Reluctantly as a man digging his own grave, Bethod edged sideways down the steps, one at a time into the buried dark. The tunnel stretched away, torchlight shining on the damp rock at the far end, shadows shifting across the moss-streaked wall as something moved.

He wanted only to run, but he forced himself towards it, step by reluctant step, breath by wheezing breath. He started to hear strange noises over the thudding of his heart. A squelching and a crunching. A humming and a whistling. Growling and grunting and occasionally full-sung phrases, and badly sung at that.

The breath crawled in Bethod’s throat as he forced himself around the corner, and looked through the wide-open door and into the cell, and he went cold from the tips of his toes to the roots of his hair. Cold as the dead.
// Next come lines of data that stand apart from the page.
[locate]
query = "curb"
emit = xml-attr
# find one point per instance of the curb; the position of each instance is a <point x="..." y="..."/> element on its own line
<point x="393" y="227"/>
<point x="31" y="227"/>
Ninefingers stood, naked still, lips pursed as he tunelessly whistled, twisted muscles knotting and flexing as he worked, eyes shining with happiness, skin dashed and spattered black from head to toe.

There was something hanging all around the cell, glistening rope in swags and festoons like decorations for some mad festival. Guts, Bethod realised. Guts, unwound and nailed up.

‘By the dead,’ he whispered, putting one hand across his mouth at the stink.

‘That’s got it!’ And Ninefingers buried the big knife in the table and held the head dangling by one ear, blood still trickling from the hacked-off neck and spattering the floor. The head of Rattleneck’s son. He grabbed the slack jaw with his other hand and moved it clumsily up and down while he spoke through his clenched teeth in a piping mockery of a voice.

‘I want to go back to my daddy.’ And Ninefingers laughed. ‘Take me back to Daddy.’ And he chuckled. ‘I’m scared.’ And he sighed, and tossed the head away, and frowned at it as it rolled into the corner.

‘Thought that’d be funnier.’ And he looked around for something to wipe his hands on, blood-slick to the elbows, but couldn’t find anything. ‘You reckon Rattleneck’ll still want him?’

‘What have you done?’ whispered Bethod, staring at the thing on the table that hardly looked like it had ever been a man.

And Logen smiled that easy smile he used to have – the smile of a man who’d never entertained a dark purpose – and shrugged.